Asique vamos a poner unos breves extractos del Primer Viaje a las Indias, basado en los diarios del Almirante Cristóbal Colón, compilado por Fray Bartolomé de las Casas:
Martes 25 de diciembre, día de Navidad.
... Serían las once horas de la noche acordó (Colón) echarse a dormir, porque había dos días y una noche que no había dormido. Como fuese calma, el marinero que gobernaba la nao acordó irse a dormir, y dejó al gobernario a un mozo grumete, lo que mucho siempre habia el Almirante prohibido en todo el viaje, que hobiese viento o que hobiese calma... y las aguas que corrían llevaron a la nao sobre uno de aquellos bancos. Los cuales, puesto que fuese de noche, sonaban que de una grande legua se oyeran y vieran, y fue sobre él tan mansamente que casi no se sentía. El mozo, que sintió el gobernalle y oyó el sonido de la mar dio voces, a las cuales salió el Almirante y fue tan presto que aún ninguno había sentido que estuviesen encallados.
... Y las aguas menguaban y estaba ya la nao la mar de través, no viendo otro remedio, mandó cortar el mástel y alijar de la nao todo cuanto pudieron para ver si podían sacarla; y como todavía las aguas menguasen no se pudo remediar...

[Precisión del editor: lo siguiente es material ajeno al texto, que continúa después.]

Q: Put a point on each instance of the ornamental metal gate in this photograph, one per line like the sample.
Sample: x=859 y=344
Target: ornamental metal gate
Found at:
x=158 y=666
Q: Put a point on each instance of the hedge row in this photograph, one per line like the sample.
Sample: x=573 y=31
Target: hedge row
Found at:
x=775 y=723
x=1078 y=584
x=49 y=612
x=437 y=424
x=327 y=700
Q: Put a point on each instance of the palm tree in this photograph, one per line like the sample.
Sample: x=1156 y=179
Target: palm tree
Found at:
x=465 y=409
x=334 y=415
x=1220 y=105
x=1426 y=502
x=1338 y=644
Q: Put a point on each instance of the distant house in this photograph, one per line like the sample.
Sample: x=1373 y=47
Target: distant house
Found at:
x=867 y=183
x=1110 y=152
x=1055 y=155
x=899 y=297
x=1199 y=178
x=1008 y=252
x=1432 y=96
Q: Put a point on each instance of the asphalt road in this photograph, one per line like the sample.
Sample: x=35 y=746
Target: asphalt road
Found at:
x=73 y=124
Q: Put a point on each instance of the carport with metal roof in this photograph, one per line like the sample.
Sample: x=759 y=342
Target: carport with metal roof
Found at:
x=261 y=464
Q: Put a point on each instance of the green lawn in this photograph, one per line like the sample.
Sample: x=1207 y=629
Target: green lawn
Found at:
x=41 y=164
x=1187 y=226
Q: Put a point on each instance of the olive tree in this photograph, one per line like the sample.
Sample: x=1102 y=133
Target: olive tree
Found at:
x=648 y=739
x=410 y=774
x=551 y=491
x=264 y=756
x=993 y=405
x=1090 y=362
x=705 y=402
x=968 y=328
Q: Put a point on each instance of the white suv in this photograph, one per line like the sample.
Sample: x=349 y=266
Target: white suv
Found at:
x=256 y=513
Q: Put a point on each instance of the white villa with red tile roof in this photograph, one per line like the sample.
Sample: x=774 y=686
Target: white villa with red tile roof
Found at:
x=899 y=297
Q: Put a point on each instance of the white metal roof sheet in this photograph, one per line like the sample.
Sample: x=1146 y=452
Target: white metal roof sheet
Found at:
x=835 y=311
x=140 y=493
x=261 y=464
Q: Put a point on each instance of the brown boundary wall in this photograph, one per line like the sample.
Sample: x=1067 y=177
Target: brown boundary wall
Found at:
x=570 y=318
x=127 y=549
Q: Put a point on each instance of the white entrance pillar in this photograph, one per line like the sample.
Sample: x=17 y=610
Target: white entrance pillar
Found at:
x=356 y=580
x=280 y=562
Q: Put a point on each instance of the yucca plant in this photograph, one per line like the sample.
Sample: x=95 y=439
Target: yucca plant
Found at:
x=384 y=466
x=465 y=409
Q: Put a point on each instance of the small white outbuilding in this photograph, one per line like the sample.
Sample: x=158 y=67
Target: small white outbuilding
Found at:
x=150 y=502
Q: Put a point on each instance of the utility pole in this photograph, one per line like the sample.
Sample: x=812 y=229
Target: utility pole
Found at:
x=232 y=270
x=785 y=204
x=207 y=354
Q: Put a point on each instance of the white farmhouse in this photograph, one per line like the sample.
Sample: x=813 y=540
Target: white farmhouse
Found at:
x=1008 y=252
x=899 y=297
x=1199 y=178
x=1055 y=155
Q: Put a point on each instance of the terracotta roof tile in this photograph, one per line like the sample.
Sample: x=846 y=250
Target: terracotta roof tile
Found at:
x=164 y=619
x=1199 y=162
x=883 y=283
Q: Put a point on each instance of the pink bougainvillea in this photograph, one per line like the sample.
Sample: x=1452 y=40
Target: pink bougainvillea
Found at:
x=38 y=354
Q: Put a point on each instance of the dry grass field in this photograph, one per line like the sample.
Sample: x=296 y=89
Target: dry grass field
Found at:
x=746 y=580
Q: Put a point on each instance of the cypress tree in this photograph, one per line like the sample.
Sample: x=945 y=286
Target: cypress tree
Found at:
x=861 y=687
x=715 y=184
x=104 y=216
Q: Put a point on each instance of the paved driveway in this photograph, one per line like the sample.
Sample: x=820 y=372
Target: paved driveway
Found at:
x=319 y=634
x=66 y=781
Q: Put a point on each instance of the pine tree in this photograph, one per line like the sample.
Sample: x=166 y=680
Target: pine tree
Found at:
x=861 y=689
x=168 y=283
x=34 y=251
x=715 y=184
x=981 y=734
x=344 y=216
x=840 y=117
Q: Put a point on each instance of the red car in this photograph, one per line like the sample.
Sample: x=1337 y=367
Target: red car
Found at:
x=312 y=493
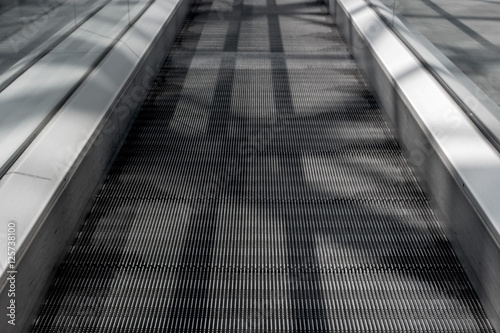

(el rey)...envió toda su gente de la villa con canoas muy grandes y muchas a descargar todo lo de la nao. Y así se hizo y se descargó todo lo de las cubiertas en muy breve espacio.
26 de Diciembre
Porque es cierto (dice él) que si yo no encallara, que yo fuera de largo sin surgir en este lugar, porque él está metido acá dentro de una grande bahía y en ella dos o tres restringas de bajas. Ni este viaje dejara aquí gente, ni aunque yo quisiera dejarla no les pudiera dar tan buen aviamiento ni tantos pertrechos ni tantos mantenimientos ni aderezos para fortaleza. Y bien es verdad que mucha gente de esta que va aquí me habían rogado y hecho rogar que les quisiera dar licencia para quedarse. Agora tengo ordenado de hacer una torre y fortaleza, todo muy bien, y una grande cava...
...que si no fuera por la traición del maestre y de la gente, que eran todos o los más de su tierra, de no querer echar el ancla por popa para sacar la nao, como el Almirante los mandaba, la nao se salvara... de todo lo que en la nao había no se perdió ni una agujeta, ni table ni clavo, porque ella quedó sana como cuando partió, salvo que se cortó y rajó algo para sacar la vasija y todas las mercaderías, y pusiéronlas todas en tierra y bien guardadas, como está dicho.
El epílogo seria la masacre de los habitantes de aquel asentamiento por los nativos... pero esa es otra historia.